Journal List > J Korean Orthop Assoc > v.29(1) > 1113647

Ahn and Kim: Surgical Treatments of the Acute Anterior Cruciate Ligament Injuries

Abstract

Primary repair of anterior cruciate ligament is superior to late reconstruction procedures for two reasons; objective stability is more easily restored due to intact secondary restraints not subjected to chronic stress, and the quality of the joint is superior with greater chance of intact menisci and normal articular cartilage not yet damaged through recurrent subluxation. We present the result of thirty-eight kness in thirty-seven patients who had been treated with primary repair of augmented repair for acute ACL rupture from March, 1984 to August, 1990. Twenty-one knees were treated with primary repair and seventeen knees augmented repair. At an average 33 months follow up, the results obtained were as follows: 1. The patients were 23 males and 14 females with an average age of 27.1 years. 2. Twenty four knees were injuried during athletic endeavors, 9 knees by automobile accident, and 5 knees by landing from height.

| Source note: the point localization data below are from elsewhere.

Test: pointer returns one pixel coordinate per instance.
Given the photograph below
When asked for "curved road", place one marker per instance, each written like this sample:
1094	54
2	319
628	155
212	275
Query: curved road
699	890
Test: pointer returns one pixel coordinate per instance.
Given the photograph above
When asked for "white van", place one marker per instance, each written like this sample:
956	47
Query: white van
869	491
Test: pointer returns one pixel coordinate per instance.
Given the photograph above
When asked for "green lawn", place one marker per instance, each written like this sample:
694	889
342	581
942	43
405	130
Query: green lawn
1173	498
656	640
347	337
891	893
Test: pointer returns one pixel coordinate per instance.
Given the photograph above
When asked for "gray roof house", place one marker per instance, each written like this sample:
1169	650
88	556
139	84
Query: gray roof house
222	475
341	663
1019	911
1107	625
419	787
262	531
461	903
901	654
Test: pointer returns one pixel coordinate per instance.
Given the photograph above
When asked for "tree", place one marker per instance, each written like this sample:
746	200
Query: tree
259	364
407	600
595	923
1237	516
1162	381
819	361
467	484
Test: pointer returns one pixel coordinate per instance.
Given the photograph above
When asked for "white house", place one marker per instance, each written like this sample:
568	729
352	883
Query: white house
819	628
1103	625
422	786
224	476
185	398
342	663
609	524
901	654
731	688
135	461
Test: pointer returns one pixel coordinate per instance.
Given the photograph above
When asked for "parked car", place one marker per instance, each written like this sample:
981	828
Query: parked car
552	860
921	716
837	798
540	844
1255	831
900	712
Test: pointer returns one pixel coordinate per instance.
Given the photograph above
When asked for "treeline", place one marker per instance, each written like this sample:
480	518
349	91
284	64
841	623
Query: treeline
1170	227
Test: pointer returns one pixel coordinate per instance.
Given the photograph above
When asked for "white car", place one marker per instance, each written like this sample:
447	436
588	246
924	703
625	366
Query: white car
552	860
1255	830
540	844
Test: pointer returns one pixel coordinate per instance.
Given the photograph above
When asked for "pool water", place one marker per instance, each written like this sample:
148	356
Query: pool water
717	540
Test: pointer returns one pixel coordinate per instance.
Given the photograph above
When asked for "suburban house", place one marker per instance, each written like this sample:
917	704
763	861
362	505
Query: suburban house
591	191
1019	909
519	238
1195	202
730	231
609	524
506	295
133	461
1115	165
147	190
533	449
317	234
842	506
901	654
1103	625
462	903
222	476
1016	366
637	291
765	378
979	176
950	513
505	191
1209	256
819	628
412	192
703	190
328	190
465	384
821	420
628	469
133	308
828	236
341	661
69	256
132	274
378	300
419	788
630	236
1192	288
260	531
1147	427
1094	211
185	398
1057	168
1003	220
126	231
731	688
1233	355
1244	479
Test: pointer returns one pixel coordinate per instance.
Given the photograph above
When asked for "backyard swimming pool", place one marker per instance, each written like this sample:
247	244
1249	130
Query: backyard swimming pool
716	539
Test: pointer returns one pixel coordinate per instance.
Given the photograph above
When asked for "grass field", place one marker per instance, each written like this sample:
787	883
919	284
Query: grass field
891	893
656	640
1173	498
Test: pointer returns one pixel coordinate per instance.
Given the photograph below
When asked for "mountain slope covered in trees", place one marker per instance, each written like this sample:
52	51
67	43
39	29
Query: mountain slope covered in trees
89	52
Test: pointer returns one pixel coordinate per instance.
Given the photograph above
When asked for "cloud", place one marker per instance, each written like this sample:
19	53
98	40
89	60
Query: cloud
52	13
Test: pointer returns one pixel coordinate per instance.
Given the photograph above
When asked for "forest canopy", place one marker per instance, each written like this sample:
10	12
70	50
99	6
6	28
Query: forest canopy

In 18 knees anterior cruciate ligament was ruptured at the proximal attachment, in 17 knees at the midsubstance tear and in 3 at the near distal attachment. 3. The average interval from injury to operation was 7.5 days (ranged from 1 to 14 days). 4. The results were evaluated by Hospital for Special Surgery knee rating scale (modified by Marshall) at an average 33 months (range from 13 months to 7 years and 6 months) follow-up study. 16 (76%) out of 21 knees treated with primary repair were rated as good or excellent. 12 (86%) out of 14 knees treated with augmented repair were rated as good or excellent. As the result of this study, acutely torn anterior cruciate ligaments appear to be successfully treated with primary repair or augmented repair according to torn site and shape of ligaments.